Yacht Rock: Miki Naftali facing $725K lawsuit from boat broker

“We know the guy. We don’t owe him anything, and that’s why we filed a lawsuit,” said Naftali

TRD New York /
Aug.August 05, 2019 05:11 PM
Developer Miki Naftali (Credit: Naftali Group and iStock)

Developer Miki Naftali (Credit: Naftali Group and iStock)

Developer Miki Naftali is in hot water over his latest yacht purchase.

Yacht broker Scott Goldsworthy is suing the developer for about $725,000 over his boat purchase from Italian manufacturer Baglietto, arguing that Naftali and Baglietto cut him out of the deal and did not pay him any commission despite the extensive work he put into making the deal happen.

The suit, which was filed in Broward County, Florida, follows an earlier lawsuit that Naftali had filed against Goldsworthy in New York Supreme Court asking for a declaratory judgement saying Goldsworthy is not entitled to any commission from the yacht deal.

“Our position is very clear,” Naftali said. “We know the guy. We don’t owe him anything, and that’s why we filed a lawsuit.”

Goldsworthy has been a yacht broker for about 15 years and known Naftali for about six years, his lawsuit says. He had consistently worked as Naftali’s yacht broker during their relationship and always received a commission on his deals to buy and sell yachts, according to his lawsuit.

He worked on Naftali’s purchase of the Baglietto yacht from 2016 through fall of 2017, having regular in-person meetings with him and discussing the criteria, design and quality specifications for his new boat, according to his lawsuit. Naftali also said during this time that Goldsworthy would receive 5 percent of the yacht’s total sales price as his commission on the deal, which Baglietto CEO Michele Gavino agreed to, his suit says.

However, when Naftali ultimately decided to purchase his new yacht from Baglietto, part of the reason was that they agreed to exclude Goldsworthy from the contract, according to his lawsuit.

“Naftali and Gavino, on behalf of Baglietto, engaged in this illicit scheme so that Naftali could save money on the price of the new build, and so that Baglietto could close the deal with a customer based in the United States,” Goldsworthy’s suit reads. “Baglietto wanted to infiltrate the custom yacht market in the United States and believed this transaction would help to solidify that goal.”

After Naftali signed a contract with Baglietto, he told Goldsworthy he would pay him his commission directly, which Goldsworthy had a problem with, the broker’s suit says. Naftali then met with Goldsworthy in March 2018 and said he was not going to receive a commission at all, according to Goldsworthy.
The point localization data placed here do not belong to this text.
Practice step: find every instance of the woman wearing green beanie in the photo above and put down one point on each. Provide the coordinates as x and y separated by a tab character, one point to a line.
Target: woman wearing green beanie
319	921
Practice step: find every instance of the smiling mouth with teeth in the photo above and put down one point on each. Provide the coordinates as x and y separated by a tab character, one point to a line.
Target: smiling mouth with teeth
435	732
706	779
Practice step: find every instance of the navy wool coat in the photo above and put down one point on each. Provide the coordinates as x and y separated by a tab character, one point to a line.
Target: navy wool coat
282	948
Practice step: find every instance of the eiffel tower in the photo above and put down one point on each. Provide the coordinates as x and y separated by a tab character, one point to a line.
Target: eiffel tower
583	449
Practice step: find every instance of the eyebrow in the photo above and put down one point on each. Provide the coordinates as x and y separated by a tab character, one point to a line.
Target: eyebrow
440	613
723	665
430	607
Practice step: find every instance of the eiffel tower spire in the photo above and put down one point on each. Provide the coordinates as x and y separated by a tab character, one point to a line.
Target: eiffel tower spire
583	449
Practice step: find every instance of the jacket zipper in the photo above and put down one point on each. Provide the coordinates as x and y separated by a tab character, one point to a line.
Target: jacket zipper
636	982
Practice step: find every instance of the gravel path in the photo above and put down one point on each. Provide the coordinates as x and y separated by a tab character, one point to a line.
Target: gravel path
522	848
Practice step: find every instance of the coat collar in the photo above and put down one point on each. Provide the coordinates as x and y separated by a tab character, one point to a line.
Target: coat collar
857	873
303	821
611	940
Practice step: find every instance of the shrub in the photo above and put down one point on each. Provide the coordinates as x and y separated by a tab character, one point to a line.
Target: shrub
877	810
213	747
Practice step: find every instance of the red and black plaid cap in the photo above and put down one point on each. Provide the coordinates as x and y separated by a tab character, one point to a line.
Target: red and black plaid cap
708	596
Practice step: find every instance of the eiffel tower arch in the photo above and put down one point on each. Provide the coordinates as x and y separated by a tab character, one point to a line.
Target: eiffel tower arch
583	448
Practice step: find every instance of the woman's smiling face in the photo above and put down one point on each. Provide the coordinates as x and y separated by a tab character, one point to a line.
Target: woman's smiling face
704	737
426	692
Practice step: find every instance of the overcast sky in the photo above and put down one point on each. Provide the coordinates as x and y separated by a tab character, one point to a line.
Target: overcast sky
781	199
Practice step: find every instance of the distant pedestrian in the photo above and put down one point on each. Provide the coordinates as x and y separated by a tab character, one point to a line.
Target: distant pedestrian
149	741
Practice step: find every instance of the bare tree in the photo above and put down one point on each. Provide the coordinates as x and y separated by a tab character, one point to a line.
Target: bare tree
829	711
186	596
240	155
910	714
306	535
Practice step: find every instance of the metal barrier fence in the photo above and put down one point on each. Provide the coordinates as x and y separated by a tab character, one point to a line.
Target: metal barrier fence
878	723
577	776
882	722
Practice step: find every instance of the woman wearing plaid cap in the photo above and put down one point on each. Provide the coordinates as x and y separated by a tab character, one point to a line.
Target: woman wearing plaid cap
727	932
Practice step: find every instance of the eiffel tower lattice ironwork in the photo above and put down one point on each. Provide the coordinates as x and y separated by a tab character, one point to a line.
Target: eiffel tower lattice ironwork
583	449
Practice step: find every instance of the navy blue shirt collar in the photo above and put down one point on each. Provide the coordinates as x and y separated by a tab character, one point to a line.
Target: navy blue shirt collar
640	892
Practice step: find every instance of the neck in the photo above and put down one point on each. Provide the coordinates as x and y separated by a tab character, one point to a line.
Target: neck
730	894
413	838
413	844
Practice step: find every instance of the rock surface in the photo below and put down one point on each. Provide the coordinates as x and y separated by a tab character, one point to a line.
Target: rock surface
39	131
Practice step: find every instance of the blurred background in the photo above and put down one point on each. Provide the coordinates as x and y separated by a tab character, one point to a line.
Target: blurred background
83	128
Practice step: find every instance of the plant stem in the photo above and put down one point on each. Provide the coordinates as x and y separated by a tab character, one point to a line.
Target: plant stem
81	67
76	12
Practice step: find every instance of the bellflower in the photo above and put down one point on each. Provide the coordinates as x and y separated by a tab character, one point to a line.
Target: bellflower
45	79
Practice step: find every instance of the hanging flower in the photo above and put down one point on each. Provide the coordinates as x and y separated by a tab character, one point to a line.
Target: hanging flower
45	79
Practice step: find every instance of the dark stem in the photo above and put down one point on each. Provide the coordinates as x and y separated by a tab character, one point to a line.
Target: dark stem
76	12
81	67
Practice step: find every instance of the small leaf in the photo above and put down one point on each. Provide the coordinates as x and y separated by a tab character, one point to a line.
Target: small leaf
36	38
Naftali’s lawsuit says that he and Goldsworthy never had a written agreement about his potential yacht purchase and that the two stopped working together on the possible deal in October 2016. In June 2017, Gavino reached out directly to Naftali, and Naftali told him he was now thinking about purchasing a smaller yacht that would have “lower operating costs and a greater amount of privacy for his family,” according to the developer’s suit.

This is the boat that he ultimately decided to move forward with, and Naftali’s suit claims that Goldsworthy “did not play any role in the negotiations” for the project and that Naftali “never discussed his potential construction” of the boat with Goldsworthy.

Baglietto did not respond to a request for comment.

Naftali’s firm the Naftali Group is currently at work on several projects in New York City. These include an assemblage from 1039-1045 Madison Avenue on the Upper East Side and a luxury condo project with Rockefeller Group at 200 East 83rd Street. The firm also went under contract to buy 470 Kent Avenue on the Williamsburg waterfront in February for about $182 million.

Joshua Alper, Goldsworthy’s attorney, said the yacht cost about $14 million overall, and Goldsworthy had done a significant amount of work on what was a very complicated deal.

“This was truly a two-year period where my client was involved in the specific details of this yacht,” he said, “and at the last minute, he was denied his entitlement to his commission on work that he did for over two years.”